星期五, 九月 30, 2005

Dream Series II


梦想一直都存在....

dream car : Volkswagen New Beetle



Like the design very much..just by the first look at it (back to few years ago)..

so cute & nice~


星期三, 九月 28, 2005

HuiXin's 生日 28-9-1986

不过怎样忙都好....我还是一定要做一个东西......

那就是祝福我在今天生日的好朋友,
慧欣, 生日快乐!!!!
HAPPY 19th BIRTHDAY !!!!!!!!!!

过了今年....我们应该会有差不多4年无法和对方一起庆祝生日吧...所以我希望今年我送给你的生日礼物可以让你开心一辈子,记得我4年~^_^

我不是说我学到了一个技巧吗?呵呵....

DA DA DA (drum rolls........)











是我自己拼出来的喔...呵呵....第一个我呈现的人就是你哦..呵呵

Happy Birthday girl~
may all your wishes come true, my dear best friend~

hu....这一个礼拜以来都蛮忙的....blogging其实就是忙里偷闲让自己放松自己一下下..呵呵...

但真的眼看所有assignments的due date都近在眉睫了....开了很多晚的夜车....脸上也长了一颗豆豆(天哪....怎么那么多天了都还没有消??? 应该是因为这几天来都没有早睡加上相思病...)!!

刚才在紧要关头...那最最最重要的UHU Stick竟然完了!!!!!!! 火气又升了一点...那豆豆看样子又要一些时日才消的了...

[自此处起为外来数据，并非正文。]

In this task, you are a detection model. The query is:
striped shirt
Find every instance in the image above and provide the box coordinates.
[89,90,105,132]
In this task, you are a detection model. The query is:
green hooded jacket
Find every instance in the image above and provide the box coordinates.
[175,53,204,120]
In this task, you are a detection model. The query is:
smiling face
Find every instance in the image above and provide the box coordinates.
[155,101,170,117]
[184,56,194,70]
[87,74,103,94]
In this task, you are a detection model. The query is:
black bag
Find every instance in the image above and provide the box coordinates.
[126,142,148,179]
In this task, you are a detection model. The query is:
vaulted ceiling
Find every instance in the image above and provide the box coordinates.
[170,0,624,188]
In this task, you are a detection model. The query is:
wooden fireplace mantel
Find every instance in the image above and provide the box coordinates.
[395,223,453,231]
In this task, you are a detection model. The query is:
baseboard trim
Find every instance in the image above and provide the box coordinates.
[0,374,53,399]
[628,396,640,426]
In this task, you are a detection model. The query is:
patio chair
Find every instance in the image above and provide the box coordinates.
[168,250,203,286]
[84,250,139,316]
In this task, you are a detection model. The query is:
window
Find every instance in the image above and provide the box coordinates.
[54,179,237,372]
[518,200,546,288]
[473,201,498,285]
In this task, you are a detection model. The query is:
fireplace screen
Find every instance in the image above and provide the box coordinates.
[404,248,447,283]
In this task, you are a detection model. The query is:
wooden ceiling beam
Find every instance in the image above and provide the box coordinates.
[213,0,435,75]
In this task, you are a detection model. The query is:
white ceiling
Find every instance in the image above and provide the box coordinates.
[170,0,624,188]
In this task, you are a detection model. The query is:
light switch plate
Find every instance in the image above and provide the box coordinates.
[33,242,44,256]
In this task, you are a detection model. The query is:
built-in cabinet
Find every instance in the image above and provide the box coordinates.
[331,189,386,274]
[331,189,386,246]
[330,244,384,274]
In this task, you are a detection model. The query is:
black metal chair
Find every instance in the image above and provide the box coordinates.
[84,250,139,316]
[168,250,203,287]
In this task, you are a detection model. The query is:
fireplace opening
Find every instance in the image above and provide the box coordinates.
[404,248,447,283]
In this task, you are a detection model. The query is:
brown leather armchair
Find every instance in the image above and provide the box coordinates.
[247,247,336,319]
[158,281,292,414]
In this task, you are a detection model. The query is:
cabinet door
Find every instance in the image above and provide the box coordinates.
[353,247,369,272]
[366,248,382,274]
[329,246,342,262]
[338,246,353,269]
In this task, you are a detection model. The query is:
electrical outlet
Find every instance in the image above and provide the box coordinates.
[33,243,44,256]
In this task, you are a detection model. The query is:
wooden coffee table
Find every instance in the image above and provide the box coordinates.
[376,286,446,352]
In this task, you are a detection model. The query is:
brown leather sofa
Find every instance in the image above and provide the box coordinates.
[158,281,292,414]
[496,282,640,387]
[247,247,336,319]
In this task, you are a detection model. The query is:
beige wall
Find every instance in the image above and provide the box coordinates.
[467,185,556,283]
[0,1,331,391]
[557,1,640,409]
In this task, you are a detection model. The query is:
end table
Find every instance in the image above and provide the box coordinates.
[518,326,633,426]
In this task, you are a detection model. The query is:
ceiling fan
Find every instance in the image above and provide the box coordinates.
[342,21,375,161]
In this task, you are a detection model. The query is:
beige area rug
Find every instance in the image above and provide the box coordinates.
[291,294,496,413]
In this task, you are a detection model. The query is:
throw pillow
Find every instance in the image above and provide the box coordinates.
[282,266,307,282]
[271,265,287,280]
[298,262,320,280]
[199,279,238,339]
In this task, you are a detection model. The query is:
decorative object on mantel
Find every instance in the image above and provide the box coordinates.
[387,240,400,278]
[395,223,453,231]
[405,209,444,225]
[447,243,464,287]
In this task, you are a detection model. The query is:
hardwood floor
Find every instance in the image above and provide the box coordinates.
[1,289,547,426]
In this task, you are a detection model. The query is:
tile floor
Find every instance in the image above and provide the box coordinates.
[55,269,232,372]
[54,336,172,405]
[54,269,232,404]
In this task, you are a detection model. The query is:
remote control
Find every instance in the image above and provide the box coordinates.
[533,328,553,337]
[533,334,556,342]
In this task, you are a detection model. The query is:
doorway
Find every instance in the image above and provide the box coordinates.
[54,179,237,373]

明天"应该"public speaking 有pop quiz......讲明"POP QUIZ"谁懂几时喔...不过听老师的口气..."应该"是明天的了.....还没读啊~~!!!! 真的得加把劲才行..

星期五是Calculus assignment的due date...

现在要赶的则是design class 的 technical paper!!

星期二, 九月 27, 2005

Image hosted by Photobucket.com

呵呵..今天是google的7周年生日!!!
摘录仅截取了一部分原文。